节点文献

代码迷惑及其语义研究

Research on Code Obfuscation and Its Semantics

【作者】 高鹰

【导师】 陈意云;

【作者基本信息】 中国科学技术大学 , 计算机软件与理论, 2007, 博士

【摘要】 移动代码是计算机网络和Internet技术中广泛应用的一种计算模式,而且也被应用在许多新的技术中,如移动代理、主动网络等。但是,移动代码也带来了单机环境中不存在的安全威胁。这种威胁来自两个方面:一方面,当移动代码被下载到主机,恶意主机将可能会逆向工程这些代码,从而窃取代码中包含的关键算法或数据。在一些特殊的场合,如在移动代理中,代表计算主体完成计算的移动代理程序及其数据状态对于执行这些程序的主机是开放的。如果该主机是恶意主机,它就有可能对移动代理程序及其数据状态进行篡改,以达到攻击其它主机的目的。另一方面,网络的发展使得我们可以越来越方便地下载并执行一段代码,但是如果这段代码是具有恶意行为的,就有可能会破坏主机系统的资源,威胁到主机机密信息的安全。这两方面问题就称为是恶意主机问题和恶意客户问题。代码迷惑是为解决恶意主机问题提出的一种自动程序变换技术,在恶意主机问题和恶意客户问题两个方面,代码迷惑扮演着不同的角色,这分别带来了需要研究的问题:在恶意主机问题中,代码迷惑是一种有效的软件保护机制,但是,代码迷惑以前的研究主要集中在如何构造代码迷惑算法,而对于构造的代码迷惑算法是否有效,这些研究都没有提供严格证明,代码迷惑算法的构造缺乏有效性证明的理论支持。在恶意客户问题中,代码迷惑被广泛地用来构造恶意软件变体,这给现存的恶意软件判定技术带来了新的问题。采用代码迷惑构造的多态病毒、变体病毒,使得现在已有的恶意软件判定器对主机的保护效果大大降低。

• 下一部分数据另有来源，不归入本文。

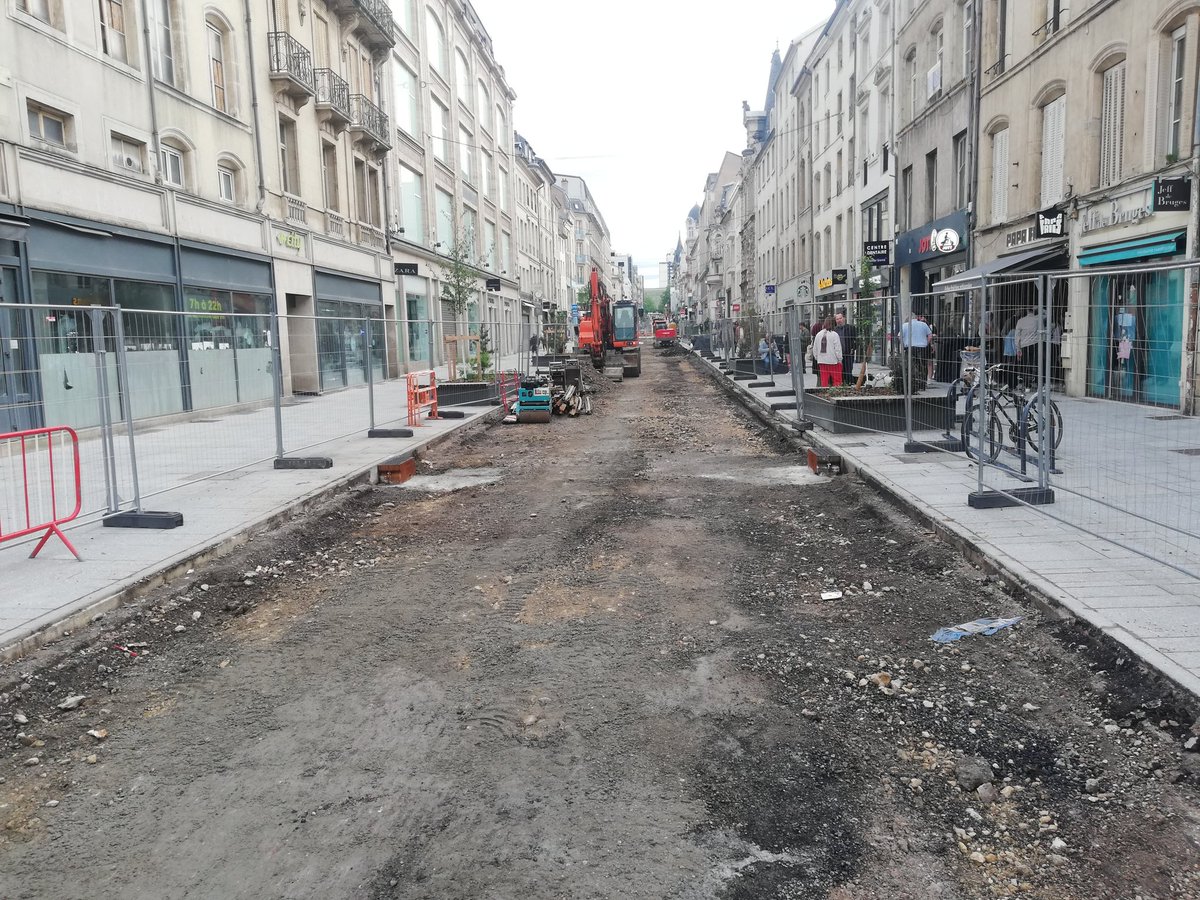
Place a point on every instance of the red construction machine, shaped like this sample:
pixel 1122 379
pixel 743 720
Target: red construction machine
pixel 609 331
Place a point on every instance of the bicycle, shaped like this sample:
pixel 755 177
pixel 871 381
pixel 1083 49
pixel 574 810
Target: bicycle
pixel 1005 406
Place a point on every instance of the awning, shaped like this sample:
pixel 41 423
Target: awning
pixel 1015 263
pixel 1156 245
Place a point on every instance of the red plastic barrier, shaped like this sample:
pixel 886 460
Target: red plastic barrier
pixel 421 396
pixel 30 463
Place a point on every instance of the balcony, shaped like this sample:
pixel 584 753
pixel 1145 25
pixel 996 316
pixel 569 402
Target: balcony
pixel 291 66
pixel 335 226
pixel 370 18
pixel 369 123
pixel 295 210
pixel 371 237
pixel 333 97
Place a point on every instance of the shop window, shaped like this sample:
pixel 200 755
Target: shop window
pixel 49 125
pixel 112 29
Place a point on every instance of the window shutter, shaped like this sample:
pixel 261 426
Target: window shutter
pixel 1000 175
pixel 1113 125
pixel 1054 132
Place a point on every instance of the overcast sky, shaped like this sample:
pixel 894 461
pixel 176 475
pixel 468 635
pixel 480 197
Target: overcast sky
pixel 640 97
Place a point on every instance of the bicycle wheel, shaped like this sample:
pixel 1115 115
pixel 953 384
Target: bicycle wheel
pixel 993 438
pixel 1033 426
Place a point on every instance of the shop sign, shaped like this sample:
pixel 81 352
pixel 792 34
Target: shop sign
pixel 1123 210
pixel 1051 223
pixel 942 237
pixel 879 252
pixel 1173 195
pixel 292 240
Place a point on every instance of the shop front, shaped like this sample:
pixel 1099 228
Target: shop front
pixel 351 341
pixel 1135 319
pixel 181 346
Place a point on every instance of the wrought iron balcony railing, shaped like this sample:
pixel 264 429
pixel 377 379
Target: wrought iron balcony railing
pixel 369 120
pixel 291 63
pixel 333 93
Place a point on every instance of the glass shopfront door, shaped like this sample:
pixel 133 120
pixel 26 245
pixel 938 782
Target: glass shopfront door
pixel 17 411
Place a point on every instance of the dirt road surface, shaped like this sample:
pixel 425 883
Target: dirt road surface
pixel 600 669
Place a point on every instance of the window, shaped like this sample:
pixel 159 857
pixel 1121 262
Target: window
pixel 931 185
pixel 960 169
pixel 1000 175
pixel 112 29
pixel 967 7
pixel 171 165
pixel 37 9
pixel 466 155
pixel 913 83
pixel 444 213
pixel 216 66
pixel 1003 37
pixel 289 166
pixel 1175 100
pixel 127 154
pixel 329 175
pixel 484 106
pixel 462 78
pixel 408 105
pixel 490 245
pixel 48 125
pixel 162 49
pixel 1113 125
pixel 366 184
pixel 227 184
pixel 412 204
pixel 441 129
pixel 436 43
pixel 1054 136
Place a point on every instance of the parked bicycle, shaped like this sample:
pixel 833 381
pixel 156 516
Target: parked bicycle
pixel 1001 411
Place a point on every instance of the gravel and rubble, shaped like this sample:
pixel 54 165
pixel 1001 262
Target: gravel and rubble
pixel 657 659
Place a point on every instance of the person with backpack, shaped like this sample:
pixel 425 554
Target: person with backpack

本文研究的思路是建立代码迷惑与语义理论的联系,从而可以利用已有的形式语义方面的研究解决代码迷惑研究中现存的问题。针对上述代码迷惑应用于移动代码安全时分别存在和导致的问题,本文研究分为两个方面:(1)在恶意主机问题中,代码迷惑是一种保护客户代码的重要的安全性技术,但是目前缺乏代码迷惑作为安全性方法的理论基础。本文研究了从语义角度为代码迷惑建立统一的有效性比较方法:◇建立代码迷惑有效性比较框架,包括两个部分:形式化代码迷惑空间,形式地定义代码迷惑有效性度量。在该框架中,采用语义信息的变化来刻画有效性,允许定义更加细化的有效性度量,也能将传统的基于语法的有效性度量纳入这个比较系统。◇压平算法是一种重要的迷惑算法,本文给出了压平算法的形式描述,并基于代码迷惑有效性比较框架证明了其有效性。我们发现基于偏序的代码迷惑有效性比较框架在表达力方面具有一定的局限性,无法为各种代码迷惑算法都建立有效性比较。◇本文研究了概率化抽象解释框架,通过建立程序不确定性的量化比较关系,从而达到量化比较代码迷惑有效性的目的。针对目前概率化抽象解释只能适用于有限维状态空间的问题,提出使用紧空间来刻画无限维状态空间的方法,扩展了概率化抽象解释的应用范围。这样,将状态空间提升到可度量的矢量空间上,就可以通过在矢量空间中定义距离来作为迷惑算法的有效性度量。(2)在恶意客户问题中,代码迷惑技术是一种重要的攻击手段,为构造恶意软件变体提供了一种有效的方法,这使得传统病毒发现技术受到了挑战。本文从语义角度研究了恶意软件的变体判定技术:◇本文建立了一种新的基于语义的恶意软件判定框架(MOM)。代码迷惑是一种保语义的程序变换技术,可以使用这种程序之间的语义相关性来作为识别一个程序是否是某恶意程序变体的标准。对于属于同一变体的恶意程序,MOM无需更新病毒库就能实现对恶意程序的识别。◇改进并设计了基于验证的恶意软件判定方法。该方法将恶意软件判定问题转化为证明验证条件正确性问题,并且通过输入迷惑算法规范来指导验证条件的产生和证明。◇MOM的验证条件产生是采用符号执行技术,因此如何高效地求解符号状态也是需要研究的问题。本文提出了一种不同于传统符号执行的方式,针对传统符号执行中状态替换时效率低下的问题,以静态单赋值形式作为中间表示,以基于支配树作为程序符号状态的收集策略,从而实现了高效地收集符号状态。◇本文基于编译框架LLVM,实现了一个MOM的原型系统。实验过程说明了基于语义恶意软件判定框架的有效性。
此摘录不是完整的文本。